Le roman de l'art

Le galeriste Bertrand Gillig a longtemps été passeur de l'œuvre des autres. Désormais, il tente à son tour l'aventure créative et investit le territoire de la fiction avec un premier roman fort dense. La pierre angulaire de son premier opus est la confrontation de l’art à son commerce – ou du vrai avec le faux... Une érudite plongée dans le monde de ceux qui vivent de l’art - ou en font leur raison de vivre...

L’image de couverture du premier roman de Bertrand Alain-Marie Gillig est une peinture  à l’huile de Benoit Trimborn. Il représente en un saisissant clin d’œil la Montagne Sainte-Victoire chère à Paul Cézanne (1839-1906) – Mont Venturi en provençal. D’ailleurs, le livre s’ouvre en prologue sur un article du Journal des Arts relatant la vente aux enchères du tableau du maître, adjugé 78 millions de dollars chez Sotheby’s à New York – il s’agit de l’un de ses paysages les plus parfaits et l’œuvre ultime de celui qui s’était juré de mourir en peignant...

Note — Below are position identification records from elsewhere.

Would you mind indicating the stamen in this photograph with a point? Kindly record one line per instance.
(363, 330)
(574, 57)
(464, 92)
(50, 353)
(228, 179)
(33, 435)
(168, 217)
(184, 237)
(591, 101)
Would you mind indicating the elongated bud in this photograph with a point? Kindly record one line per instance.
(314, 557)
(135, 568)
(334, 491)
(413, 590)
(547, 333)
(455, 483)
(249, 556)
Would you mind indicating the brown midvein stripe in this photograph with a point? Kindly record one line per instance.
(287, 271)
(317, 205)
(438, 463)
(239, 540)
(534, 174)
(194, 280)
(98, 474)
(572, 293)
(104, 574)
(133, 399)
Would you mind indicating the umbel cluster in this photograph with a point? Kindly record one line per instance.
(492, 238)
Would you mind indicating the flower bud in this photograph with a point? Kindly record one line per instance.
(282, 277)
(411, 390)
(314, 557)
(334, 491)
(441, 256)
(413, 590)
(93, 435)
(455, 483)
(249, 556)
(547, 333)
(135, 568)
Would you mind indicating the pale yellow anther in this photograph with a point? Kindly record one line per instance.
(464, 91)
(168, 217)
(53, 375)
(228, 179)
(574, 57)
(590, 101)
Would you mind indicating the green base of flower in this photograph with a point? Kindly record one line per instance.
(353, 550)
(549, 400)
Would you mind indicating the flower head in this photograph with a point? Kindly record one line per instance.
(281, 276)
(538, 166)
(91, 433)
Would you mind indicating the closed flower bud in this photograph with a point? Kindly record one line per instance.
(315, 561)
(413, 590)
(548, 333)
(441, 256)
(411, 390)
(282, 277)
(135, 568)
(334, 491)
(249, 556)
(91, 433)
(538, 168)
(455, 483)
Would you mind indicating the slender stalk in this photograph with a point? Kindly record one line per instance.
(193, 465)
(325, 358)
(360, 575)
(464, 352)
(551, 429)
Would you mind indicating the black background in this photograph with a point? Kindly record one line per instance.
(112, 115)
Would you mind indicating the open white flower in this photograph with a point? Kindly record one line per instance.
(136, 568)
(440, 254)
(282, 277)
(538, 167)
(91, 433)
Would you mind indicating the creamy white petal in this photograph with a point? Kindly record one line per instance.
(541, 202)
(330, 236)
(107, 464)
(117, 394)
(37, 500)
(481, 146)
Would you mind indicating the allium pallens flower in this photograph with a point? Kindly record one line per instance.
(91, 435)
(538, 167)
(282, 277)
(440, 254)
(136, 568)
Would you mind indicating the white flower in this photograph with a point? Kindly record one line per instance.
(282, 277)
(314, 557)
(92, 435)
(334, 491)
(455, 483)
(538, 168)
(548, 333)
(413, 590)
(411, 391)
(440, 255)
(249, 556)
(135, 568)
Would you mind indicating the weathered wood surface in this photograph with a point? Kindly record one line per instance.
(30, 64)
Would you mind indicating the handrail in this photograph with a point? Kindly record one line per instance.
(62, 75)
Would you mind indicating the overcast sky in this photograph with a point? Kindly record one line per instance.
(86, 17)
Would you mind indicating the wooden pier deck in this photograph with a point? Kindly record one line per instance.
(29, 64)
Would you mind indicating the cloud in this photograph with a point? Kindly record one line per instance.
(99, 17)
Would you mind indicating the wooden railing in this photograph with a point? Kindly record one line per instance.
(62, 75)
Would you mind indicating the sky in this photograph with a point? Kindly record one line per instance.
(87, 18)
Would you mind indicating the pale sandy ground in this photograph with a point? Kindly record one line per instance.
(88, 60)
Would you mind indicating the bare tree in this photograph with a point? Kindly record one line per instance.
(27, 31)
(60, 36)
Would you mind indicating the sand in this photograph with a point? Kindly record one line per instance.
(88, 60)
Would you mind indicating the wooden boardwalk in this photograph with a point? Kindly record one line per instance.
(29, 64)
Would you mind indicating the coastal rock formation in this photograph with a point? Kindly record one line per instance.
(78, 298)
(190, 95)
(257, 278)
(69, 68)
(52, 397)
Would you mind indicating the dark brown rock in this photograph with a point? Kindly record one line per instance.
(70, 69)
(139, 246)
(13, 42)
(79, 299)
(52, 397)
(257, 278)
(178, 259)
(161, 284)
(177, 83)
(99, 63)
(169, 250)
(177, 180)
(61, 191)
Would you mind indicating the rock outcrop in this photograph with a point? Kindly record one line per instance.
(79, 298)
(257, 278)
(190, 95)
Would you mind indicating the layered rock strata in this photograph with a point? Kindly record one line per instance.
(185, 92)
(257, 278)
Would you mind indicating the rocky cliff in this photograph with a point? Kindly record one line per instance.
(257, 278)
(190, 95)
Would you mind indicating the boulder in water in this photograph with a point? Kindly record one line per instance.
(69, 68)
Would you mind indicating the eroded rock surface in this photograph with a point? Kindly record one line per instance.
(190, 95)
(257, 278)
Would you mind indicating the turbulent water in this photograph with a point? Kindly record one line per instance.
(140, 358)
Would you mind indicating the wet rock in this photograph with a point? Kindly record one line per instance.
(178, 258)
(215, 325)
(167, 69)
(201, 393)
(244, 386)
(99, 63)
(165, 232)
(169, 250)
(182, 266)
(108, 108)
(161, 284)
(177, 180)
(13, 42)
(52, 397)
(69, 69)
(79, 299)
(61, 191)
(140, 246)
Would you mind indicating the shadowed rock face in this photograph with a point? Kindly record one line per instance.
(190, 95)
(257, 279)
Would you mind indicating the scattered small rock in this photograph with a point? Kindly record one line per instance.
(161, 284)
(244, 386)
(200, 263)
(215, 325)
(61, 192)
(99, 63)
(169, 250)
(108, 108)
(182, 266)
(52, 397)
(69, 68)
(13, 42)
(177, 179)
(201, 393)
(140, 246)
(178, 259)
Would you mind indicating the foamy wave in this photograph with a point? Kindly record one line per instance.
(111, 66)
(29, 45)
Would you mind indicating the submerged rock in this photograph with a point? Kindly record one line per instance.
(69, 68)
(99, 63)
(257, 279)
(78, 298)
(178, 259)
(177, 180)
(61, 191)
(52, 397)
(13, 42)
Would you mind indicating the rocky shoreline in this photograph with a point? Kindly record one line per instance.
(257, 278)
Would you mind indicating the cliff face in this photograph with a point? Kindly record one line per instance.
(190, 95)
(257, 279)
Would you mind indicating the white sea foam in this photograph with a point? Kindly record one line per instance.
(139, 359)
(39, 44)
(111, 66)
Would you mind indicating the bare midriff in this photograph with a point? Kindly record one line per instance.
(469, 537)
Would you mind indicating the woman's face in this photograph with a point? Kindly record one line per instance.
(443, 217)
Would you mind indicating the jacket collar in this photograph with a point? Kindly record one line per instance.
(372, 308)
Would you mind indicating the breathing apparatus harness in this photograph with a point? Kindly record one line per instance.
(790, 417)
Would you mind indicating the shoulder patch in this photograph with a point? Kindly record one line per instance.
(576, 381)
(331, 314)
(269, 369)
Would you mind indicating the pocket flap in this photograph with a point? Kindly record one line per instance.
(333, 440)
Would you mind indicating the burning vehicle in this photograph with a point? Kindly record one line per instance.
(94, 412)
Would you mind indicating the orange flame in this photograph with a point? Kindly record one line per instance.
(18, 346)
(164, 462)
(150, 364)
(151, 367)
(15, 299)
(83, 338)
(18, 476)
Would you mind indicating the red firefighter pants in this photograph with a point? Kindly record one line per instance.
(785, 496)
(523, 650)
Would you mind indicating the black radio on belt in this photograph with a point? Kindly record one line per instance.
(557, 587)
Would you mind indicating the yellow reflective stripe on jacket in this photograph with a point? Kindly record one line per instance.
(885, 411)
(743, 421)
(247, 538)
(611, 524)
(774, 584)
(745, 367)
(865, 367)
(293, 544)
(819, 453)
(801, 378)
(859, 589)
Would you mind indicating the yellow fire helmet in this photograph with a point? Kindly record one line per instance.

Président de la Société des amis des arts et des musées de Strasbourg, Bertrand Gillig œuvre depuis 2003 à d’heureuses convergences de tempéraments artistiques forts et de créateurs d’images mémorables, entre talents émergents, grandes signatures et valeurs sûres. Ses choix assumés arriment, en près de deux décennies, sa galerie dans le paysage artistique contemporain sur un fertile humus d’intuitions fortes.
Pour son baptême du feu en fiction, le désormais jeune auteur, qui signe Bertrand Alain-Marie Gillig histoire de distinguer l’écrivain du passeur  des œuvres d’autrui, ne délaisse pas le moins du monde ce milieu (cette bulle ?)  avec ce récit très visuel, né d’un séjour prolongé dans sa maison de Bourgogne, dans un contexte de glaciation qui suspendit, lors d’un mémorable printemps 2020, les échanges culturels comme les interactions humaines les plus élémentaires.  Plutôt que de se complaire en confinitude voire en stérile  hébétude, l’entrepreneur dans l’âme, venu de la téléphonie, opte pour le défrichage d'un nouveau territoire - une terra incognita dont il avait déjà éprouvé les charmes vivifiants  en écrivant des articles dans des revues internes de sociétés informatiques ou des périodiques culturels... Alors, pourquoi ne pas rendre visible une certaine façon d’écrire juste, quand la création est moteur d’une vie ?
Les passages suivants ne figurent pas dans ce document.